Reading config from /Users/hannah.spitzer/.config/campa/campa.ini


## Download data

Download and unzip data and experiments to `data_dir` and `experiment_dir`:

- Data: https://doi.org/10.5281/zenodo.7299516 (unzipped ~200GB)
- Pre-trained models: https://doi.org/10.5281/zenodo.7299750 (unzipped ~20GB)

## Structure of the data

After download you should have the following folders in `data_dir` (`campa_config.BASE_DATA_DIR`):

- `184A1_unperturbed/`
    unperturbed 184A1 cells (4 wells)
- `184A1_DMSO/`
    184A1 cells with control DMSO treatment (2 wells)
- `184A1_AZD4573/`
    184A1 cells with AZD4573 treatment (3 wells 1h, 2 wells 2.5h)
- `184A1_CX5461/`
    184A1 cells with CX5461 treatment (3 wells)
- `184A1_meayamycin/`
    184A1 cells with Meayamycin treatment (2 wells)
- `184A1_triptolide/`
    184A1 cells with Triptolide treatment (2 wells)
- `184A1_TSA/`
    184A1 cells with TSA treatment (2 wells)
- `HeLa_scrambled/`
    Control HeLa cells (3 wells)
- `HeLa_SBF2/`
    SBF2-perturbed HeLa cells (3 wells)
- `wells_metadata.csv`
    Metadata
- `channels_metadata.csv`
    Metadata
- `datasets/` 
    Datasets for training models

Each well is prepared in the MPPData format and can be read with CAMPA. For more information on how to read `MPPData`s refer to the [MPPData tutorial](https://campa.readthedocs.io/en/latest/notebooks/mpp_data.html). 

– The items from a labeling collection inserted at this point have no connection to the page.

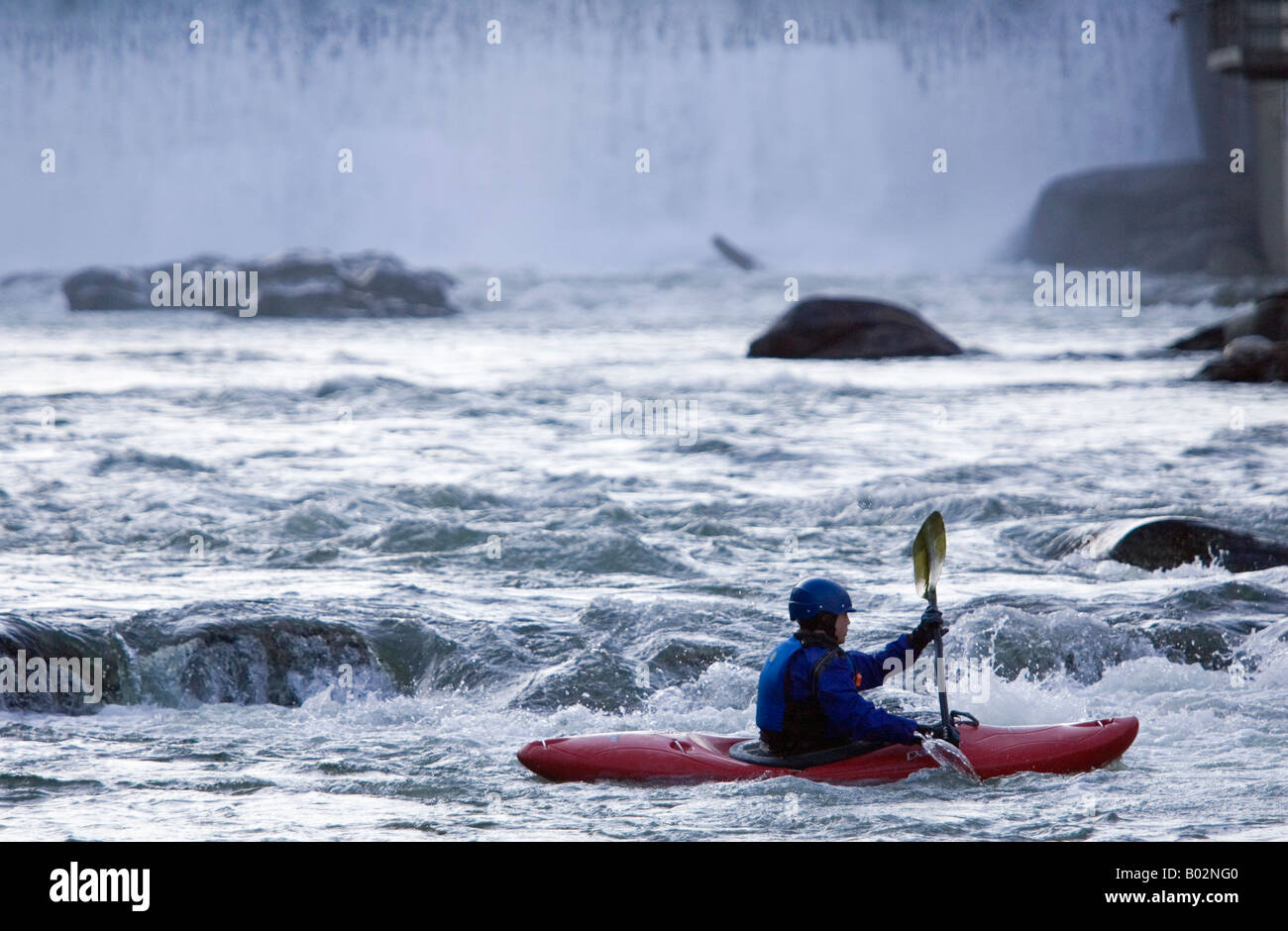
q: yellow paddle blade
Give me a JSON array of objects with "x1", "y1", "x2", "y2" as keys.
[{"x1": 912, "y1": 511, "x2": 948, "y2": 601}]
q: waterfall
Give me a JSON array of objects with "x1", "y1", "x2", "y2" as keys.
[{"x1": 0, "y1": 0, "x2": 1199, "y2": 270}]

Experiments are downloaded to `experiment_dir` (`campa_config.EXPERIMENT_DIR`):
- `VAE_all/`
    - `CondVAE_pert-CC/`
        cVAE conditioned on perturbation and cell cycle with 3x3 neighborhood (main model reported in CAMPA)
    - `CondVAE_pert-CC_noneigh/`
        cVAE conditioned on perturbation and cell cycle with no (1x1) neighborhood
    - `CondVAE_pert-CC_neigh5/`
        cVAE conditioned on perturbation and cell cycle with 5x5 neighborhood
    - `CondVAE_pert-CC_neigh7/`
        cVAE conditioned on perturbation and cell cycle with 7x7 neighborhood  
    - `VAE/`
        VAE model without conditioning
    - `MPPleiden/`
        pixel clustering model, (baseline reported in CAMPA)
- `VAE_SBF2/`
    - `CondVAE_siRNA-CC/`
        cVAE conditioned on siRNA condition (SBFF and scrambled) and cell cycle with 3x3 neighborhood (main model reported in CAMPA)
    - `VAE/`
        VAE model without conditioning
    - `MPPleiden/`
        pixel clustering model, (baseline reported in CAMPA)

Each experiment contains the trained models in `weights_epochXX`, and the final clustering (and annotation where applicable) in `aggregated/sub-XXX`. 
We also provide a summary of CSL-derived features from the 184A1 and the HeLa datasets [here](https://doi.org/10.6084/m9.figshare.19699651).
In order to derive features from all cells in all wells by yourself, start the provided workflow at the [Project clustering](04_cluster.ipynb#project-clustering) step.